アームチェア・源じろう
W560×D590×H750 SH400
材質:ホワイトアッシュ、タモ
塗装:天然オイル、ワックス
ストーリー
和歌山に住む友人からちょっと面白い雑貨屋を紹介された。
和歌山市駅の近くにある西本ビルという戦前からある3階建ての建物の中にある、器を主に扱う和雑貨屋さんである。
お店の名前は「源じろう」。
趣きあるエントランスをくぐると、高い天井と縦長の窓のある質素な壁に包まれた空間に、古家具を利用した展示棚が並び、そこに厳選された作家の手による和雑貨たちが陳列されている。
そういったものが日常にある生活を提案しているのだ。
このビルの3階はギャラリーになっており、現代美術や写真、絵画、もちろん器の展覧会もあり、地元和歌山の作家がアートを発信していくスペースになっている。
そこに僕が前に作ったBMSチェアを展示してもらったことがあった。
「源じろう」の代表である半田氏が気に入ってくれて、何ヶ月か置いてもらっていたのだ。
その半田氏から久しぶりに連絡があった。
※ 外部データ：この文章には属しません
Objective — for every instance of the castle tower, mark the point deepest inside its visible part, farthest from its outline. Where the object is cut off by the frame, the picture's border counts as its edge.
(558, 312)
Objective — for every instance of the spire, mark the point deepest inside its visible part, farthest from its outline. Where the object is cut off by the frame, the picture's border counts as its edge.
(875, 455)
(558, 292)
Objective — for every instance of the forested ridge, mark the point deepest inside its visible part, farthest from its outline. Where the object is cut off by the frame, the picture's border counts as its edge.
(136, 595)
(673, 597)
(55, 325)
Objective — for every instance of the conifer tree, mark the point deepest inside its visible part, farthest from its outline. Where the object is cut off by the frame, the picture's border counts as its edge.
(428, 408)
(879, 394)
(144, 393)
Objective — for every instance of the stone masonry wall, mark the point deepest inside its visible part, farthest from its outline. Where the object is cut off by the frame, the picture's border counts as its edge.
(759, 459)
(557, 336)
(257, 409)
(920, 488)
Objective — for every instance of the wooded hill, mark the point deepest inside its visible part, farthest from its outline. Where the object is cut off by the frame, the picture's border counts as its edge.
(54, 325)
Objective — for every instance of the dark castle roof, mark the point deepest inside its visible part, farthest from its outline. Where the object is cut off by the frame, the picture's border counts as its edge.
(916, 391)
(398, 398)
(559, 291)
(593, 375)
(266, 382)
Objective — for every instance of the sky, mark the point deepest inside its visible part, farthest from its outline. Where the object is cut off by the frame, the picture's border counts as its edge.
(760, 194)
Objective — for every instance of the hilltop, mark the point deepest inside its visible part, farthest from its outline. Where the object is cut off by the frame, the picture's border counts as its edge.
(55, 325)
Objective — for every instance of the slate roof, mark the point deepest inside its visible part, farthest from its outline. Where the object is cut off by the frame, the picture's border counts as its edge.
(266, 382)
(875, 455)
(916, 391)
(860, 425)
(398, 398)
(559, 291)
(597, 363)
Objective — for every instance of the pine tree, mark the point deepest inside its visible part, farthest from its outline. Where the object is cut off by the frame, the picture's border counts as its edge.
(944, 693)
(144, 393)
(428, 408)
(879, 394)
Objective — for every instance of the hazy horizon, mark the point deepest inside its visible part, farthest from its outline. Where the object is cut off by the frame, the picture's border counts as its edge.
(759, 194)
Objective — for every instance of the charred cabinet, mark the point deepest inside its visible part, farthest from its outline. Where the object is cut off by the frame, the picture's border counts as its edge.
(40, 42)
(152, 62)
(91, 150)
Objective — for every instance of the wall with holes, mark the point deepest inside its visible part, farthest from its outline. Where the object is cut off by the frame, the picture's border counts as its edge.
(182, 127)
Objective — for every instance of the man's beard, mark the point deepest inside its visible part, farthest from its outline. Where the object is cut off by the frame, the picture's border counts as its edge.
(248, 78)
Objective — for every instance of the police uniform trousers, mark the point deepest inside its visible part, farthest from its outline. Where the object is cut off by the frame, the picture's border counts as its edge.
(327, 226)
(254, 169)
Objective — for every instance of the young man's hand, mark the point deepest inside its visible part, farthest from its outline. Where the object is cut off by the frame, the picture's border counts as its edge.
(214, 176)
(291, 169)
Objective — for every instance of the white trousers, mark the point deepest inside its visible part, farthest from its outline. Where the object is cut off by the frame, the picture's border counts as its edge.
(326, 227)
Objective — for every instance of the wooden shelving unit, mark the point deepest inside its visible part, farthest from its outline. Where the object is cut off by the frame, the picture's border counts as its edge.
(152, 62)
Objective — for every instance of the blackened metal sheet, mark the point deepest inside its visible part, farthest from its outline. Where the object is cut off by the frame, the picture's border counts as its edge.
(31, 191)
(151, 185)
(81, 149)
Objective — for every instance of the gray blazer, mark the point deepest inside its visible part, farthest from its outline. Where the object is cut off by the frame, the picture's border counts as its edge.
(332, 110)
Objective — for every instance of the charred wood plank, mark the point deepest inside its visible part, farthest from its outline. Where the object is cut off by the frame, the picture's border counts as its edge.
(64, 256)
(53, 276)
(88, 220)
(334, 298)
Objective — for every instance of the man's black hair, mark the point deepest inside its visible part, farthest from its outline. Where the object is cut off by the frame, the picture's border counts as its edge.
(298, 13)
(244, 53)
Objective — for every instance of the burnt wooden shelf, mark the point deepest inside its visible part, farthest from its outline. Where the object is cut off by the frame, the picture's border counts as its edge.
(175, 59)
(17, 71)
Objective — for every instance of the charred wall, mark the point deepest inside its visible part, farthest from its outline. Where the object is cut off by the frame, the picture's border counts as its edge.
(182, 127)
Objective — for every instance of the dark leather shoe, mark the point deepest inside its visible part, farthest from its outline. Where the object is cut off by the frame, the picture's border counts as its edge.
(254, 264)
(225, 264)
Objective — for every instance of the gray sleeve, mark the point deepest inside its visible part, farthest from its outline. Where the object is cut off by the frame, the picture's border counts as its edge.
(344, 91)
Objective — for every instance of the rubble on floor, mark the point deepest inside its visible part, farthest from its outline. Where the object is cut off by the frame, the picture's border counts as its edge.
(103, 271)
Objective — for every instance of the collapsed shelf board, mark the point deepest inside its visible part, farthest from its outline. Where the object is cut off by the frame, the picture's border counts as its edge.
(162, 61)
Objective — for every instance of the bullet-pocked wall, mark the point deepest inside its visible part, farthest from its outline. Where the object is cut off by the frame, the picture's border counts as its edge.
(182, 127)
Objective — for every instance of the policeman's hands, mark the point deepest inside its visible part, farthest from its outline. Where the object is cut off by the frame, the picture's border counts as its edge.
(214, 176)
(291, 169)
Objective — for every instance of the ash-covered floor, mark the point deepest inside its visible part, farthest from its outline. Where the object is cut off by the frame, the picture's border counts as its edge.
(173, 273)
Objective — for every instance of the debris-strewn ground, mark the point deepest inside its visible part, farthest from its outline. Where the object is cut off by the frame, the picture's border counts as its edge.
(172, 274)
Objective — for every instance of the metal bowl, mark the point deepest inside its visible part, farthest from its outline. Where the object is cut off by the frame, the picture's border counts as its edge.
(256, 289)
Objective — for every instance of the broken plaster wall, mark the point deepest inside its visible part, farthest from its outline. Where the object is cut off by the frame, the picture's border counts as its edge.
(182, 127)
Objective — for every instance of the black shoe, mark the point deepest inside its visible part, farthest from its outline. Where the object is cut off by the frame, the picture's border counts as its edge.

今度、このビルの2階をカフェにするので、そこの椅子を作って欲しいと。
BMSのもっとシンプルにしたもので、ローコストでできるもの。
「源じろう」で扱う器たちを実際に使ってもてなすカフェ。
低予算なのは分かっているが、BMSのキモの部分は外したくない。
シンプルながら、座り心地は計算されたものでなければならない。
その両方を考えに入れながらデザインした。
早く効率良く作れることがローコストにつながり、一つの部材に複数の役割を持たせることで、シンプルながら、複雑な座り心地を実現した。
角張ったフレームと平らな座面と背もたれからは堅いイメージを受けるが、座ってみると、その角度と寸法から、意外と姿勢の自由度があることがわかる。
さらに、上体を起こし、浅く腰かけた時と深くかけた時の座面の角度が変わるという仕掛けもしてある。
もちろん、座板はしっかり固定された四角い板であるが。
糸面しかとっていない尖ったエッジは、記憶に残る触感。座った人はなぜか、あらゆるエッジを無意識に触って試している。
座り心地悪そうなこの椅子に何時間も座りながら、おしゃべりしながら、僕はそれを見ながら、「その角どうですか」なんて聞いてみたくなる。